Ticket 10019

Summary:	Bad CPU binding on single task/multicore
Product:	Slurm	Reporter:	IDRIS System Team <gensyshpe>
Component:	Scheduling	Assignee:	Marcin Stolarek <cinek>
Status:	RESOLVED INFOGIVEN	QA Contact:	Ben Roberts <ben>
Severity:	4 - Minor Issue
Priority:	---	CC:	remi.lacroix
Version:	20.02.4
Hardware:	Linux
OS:	Linux
See Also:	https://bugs.schedmd.com/show_bug.cgi?id=10474
Site:	GENCI - Grand Equipement National de Calcul Intensif	Slinky Site:	---
Alineos Sites:	---	Atos/Eviden Sites:	---
Confidential Site:	---	Coreweave sites:	---
Cray Sites:	---	DS9 clusters:	---
Google sites:	---	HPCnow Sites:	---
HPE Sites:	---	IBM Sites:	---
NOAA SIte:	---	NoveTech Sites:	---
Nvidia HWinf-CS Sites:	---	OCF Sites:	---
Recursion Pharma Sites:	---	SFW Sites:	---
SNIC sites:	---	Tzag Elita Sites:	---
Linux Distro:	---	Machine Name:
CLE Version:		Version Fixed:
Target Release:	---	DevPrio:	---
Emory-Cloud Sites:	---

Description IDRIS System Team 2020-10-20 03:38:25 MDT

We have noticed on inconsistency in Slurm 20.02.4 CPUs allocation behavior
compared to the Slurm 18.08.8.

Configuration:
NodeName=r1i0n0 CPUs=80 Boards=1 SocketsPerBoard=2 CoresPerSocket=20
ThreadsPerCore=2 RealMemory=191752
Processors [0-19,40-59] have the same physical id.
Processors [20-39,60-79] have the same physical id.
Processors (0, 40), (1, 41), (2, 42) and so on have the same core id.
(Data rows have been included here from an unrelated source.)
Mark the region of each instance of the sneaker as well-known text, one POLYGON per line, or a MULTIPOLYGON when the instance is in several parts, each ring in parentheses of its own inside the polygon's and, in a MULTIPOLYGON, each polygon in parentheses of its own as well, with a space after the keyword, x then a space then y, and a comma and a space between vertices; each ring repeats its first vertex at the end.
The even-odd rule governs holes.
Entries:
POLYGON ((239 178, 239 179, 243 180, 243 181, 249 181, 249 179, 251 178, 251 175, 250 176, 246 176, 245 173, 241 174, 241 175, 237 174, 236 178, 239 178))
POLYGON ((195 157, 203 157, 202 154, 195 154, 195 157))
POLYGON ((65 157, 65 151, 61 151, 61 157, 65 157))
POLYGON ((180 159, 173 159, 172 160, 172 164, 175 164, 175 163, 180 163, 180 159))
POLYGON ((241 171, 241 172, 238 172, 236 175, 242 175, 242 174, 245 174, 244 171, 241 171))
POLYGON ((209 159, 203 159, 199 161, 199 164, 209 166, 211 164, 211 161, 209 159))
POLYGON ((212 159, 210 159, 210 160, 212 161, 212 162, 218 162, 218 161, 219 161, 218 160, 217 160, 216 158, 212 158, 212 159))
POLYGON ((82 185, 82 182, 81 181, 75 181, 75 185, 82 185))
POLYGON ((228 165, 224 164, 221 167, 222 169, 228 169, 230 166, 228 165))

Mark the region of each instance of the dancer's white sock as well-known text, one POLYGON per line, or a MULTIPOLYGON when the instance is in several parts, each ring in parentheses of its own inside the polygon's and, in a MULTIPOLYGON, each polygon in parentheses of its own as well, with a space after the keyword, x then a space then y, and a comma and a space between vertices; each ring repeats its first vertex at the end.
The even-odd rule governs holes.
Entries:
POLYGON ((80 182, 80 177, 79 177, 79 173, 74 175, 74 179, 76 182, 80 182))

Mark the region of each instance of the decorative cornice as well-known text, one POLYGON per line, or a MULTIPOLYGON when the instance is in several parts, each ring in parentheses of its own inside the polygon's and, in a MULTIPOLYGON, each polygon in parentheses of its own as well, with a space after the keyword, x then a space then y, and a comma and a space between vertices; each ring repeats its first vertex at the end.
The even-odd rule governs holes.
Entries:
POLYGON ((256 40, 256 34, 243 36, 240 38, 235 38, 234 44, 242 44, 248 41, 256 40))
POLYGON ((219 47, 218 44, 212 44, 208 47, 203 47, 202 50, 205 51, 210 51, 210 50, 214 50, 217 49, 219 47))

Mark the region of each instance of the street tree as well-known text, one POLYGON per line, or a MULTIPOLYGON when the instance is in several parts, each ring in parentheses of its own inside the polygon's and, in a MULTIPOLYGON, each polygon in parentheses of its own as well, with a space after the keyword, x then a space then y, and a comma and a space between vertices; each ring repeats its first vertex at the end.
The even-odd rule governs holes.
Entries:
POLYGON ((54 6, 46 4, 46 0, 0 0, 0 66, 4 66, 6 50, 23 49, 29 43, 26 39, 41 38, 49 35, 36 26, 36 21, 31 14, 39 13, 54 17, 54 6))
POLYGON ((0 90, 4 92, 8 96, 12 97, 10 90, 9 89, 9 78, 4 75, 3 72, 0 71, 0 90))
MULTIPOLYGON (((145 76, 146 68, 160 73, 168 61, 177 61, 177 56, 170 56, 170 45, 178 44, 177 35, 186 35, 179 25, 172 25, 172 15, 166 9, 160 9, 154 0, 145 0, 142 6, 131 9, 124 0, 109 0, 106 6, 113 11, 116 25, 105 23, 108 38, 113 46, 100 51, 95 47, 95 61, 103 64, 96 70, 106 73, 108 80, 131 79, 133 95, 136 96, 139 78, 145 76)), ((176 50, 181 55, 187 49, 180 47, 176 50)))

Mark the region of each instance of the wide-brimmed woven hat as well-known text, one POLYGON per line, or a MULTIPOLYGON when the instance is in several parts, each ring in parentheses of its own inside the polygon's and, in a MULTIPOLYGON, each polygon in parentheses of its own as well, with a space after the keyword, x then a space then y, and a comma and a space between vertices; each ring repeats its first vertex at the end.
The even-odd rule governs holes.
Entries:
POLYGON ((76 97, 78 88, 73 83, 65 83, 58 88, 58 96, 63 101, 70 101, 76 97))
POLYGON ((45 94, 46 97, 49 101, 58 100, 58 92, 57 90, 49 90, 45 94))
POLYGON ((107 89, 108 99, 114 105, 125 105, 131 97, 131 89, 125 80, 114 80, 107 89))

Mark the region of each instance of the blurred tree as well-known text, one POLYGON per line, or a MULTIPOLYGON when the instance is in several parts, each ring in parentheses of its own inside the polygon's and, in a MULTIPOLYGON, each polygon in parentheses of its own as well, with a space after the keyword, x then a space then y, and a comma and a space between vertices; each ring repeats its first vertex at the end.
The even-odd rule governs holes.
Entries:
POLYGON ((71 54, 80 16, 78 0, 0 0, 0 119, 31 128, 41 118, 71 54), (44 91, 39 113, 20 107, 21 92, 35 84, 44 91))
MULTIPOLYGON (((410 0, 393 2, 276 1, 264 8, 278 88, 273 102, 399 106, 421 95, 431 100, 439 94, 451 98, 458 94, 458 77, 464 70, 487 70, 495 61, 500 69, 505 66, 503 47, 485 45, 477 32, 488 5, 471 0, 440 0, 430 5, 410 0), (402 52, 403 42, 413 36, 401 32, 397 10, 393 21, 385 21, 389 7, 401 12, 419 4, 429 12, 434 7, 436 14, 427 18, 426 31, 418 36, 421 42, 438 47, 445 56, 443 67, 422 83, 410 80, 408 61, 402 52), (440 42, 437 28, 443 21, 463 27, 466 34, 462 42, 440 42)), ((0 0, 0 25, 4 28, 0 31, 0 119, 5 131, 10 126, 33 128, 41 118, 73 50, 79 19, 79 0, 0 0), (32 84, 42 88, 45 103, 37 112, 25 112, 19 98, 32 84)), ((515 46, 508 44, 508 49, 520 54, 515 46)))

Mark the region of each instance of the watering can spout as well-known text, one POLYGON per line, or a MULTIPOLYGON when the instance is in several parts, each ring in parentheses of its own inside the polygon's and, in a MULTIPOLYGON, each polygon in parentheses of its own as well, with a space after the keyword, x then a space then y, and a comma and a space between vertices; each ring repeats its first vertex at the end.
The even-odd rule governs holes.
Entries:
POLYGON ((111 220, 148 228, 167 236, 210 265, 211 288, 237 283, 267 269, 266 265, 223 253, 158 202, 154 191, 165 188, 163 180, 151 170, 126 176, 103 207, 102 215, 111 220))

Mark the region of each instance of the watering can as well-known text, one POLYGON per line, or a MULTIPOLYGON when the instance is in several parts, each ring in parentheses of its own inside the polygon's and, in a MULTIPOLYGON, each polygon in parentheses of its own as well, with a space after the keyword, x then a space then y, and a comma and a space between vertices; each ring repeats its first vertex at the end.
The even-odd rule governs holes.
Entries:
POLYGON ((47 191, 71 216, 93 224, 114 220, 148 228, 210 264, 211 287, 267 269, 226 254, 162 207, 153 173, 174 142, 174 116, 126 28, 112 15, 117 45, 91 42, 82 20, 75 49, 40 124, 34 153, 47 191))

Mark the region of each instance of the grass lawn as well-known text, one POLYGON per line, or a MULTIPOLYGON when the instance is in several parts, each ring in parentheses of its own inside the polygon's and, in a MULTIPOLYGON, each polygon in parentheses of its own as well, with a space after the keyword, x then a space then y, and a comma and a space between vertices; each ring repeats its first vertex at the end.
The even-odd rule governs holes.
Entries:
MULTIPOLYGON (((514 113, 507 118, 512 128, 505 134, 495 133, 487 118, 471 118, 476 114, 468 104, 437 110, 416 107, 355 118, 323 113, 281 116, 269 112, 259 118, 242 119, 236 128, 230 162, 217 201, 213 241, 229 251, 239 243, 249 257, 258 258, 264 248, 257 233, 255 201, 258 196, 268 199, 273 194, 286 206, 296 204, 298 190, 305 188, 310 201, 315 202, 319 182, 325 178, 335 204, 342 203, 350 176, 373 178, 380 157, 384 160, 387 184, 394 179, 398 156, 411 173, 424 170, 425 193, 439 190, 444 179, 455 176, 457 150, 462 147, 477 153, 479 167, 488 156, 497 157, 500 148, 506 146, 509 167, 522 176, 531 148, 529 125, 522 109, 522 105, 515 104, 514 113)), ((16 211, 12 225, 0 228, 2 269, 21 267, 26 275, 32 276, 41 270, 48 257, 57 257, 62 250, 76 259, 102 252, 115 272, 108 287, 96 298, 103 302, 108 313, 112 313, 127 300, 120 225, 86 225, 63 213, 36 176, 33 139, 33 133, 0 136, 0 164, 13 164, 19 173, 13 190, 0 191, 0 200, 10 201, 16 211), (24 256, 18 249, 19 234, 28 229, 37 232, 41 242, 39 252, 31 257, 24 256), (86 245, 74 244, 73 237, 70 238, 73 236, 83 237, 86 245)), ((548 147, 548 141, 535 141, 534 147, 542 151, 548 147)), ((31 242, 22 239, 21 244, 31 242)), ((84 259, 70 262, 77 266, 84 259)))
This issue appears specifically when requesting only one tasks with multiple
CPUs:

  * Slurm 20.02.4 allocates CPUs on both sockets of the node which is not what
    we expect, especially when "-m block:block:block" is specified:

  $ srun -A sos@gpu -n 1 -c 10 --gres=gpu:1 --hint=nomultithread -m
  block:block:block ~/binding_mpi.exe
  srun: job 190 queued and waiting for resources
  srun: job 190 has been allocated resources
  Hello from level 1: rank= 0, thread level 1= -1, on r14i6n0. (core affinity
  = 0-4,20-24)

  * Slurm 18.08.8 allocates contiguous CPUs as expected:

  $ srun -A sos@gpu -n 1 -c 10 --gres=gpu:1 --hint=nomultithread -m
  block:block:block ~/binding_mpi.exe
  srun: job 556203 queued and waiting for resources
  srun: job 556203 has been allocated resources
  Hello from level 1: rank= 0, thread level 1= -1, on r14i5n8. (core affinity
  = 0-9)

The issue cannot be reproduced with Slurm 20.02.4 when requesting multiple
tasks:

  $ srun -A sos@gpu -n 2 -c 10 --gres=gpu:1 --hint=nomultithread -m
  block:block:block ~/binding_mpi.exe
  srun: job 194 queued and waiting for resources
  srun: job 194 has been allocated resources
  Hello from level 1: rank= 1, thread level 1= -1, on r14i6n0. (core affinity
  = 10-19)
  Hello from level 1: rank= 0, thread level 1= -1, on r14i6n0. (core affinity
  = 0-9)

In this case, both tasks have been allocated contiguous CPUs and are packed on
one socket as expected.

Comment 1 Marcin Stolarek 2020-10-21 02:34:26 MDT

Am I correct that 20.02 makes use of cons_tres?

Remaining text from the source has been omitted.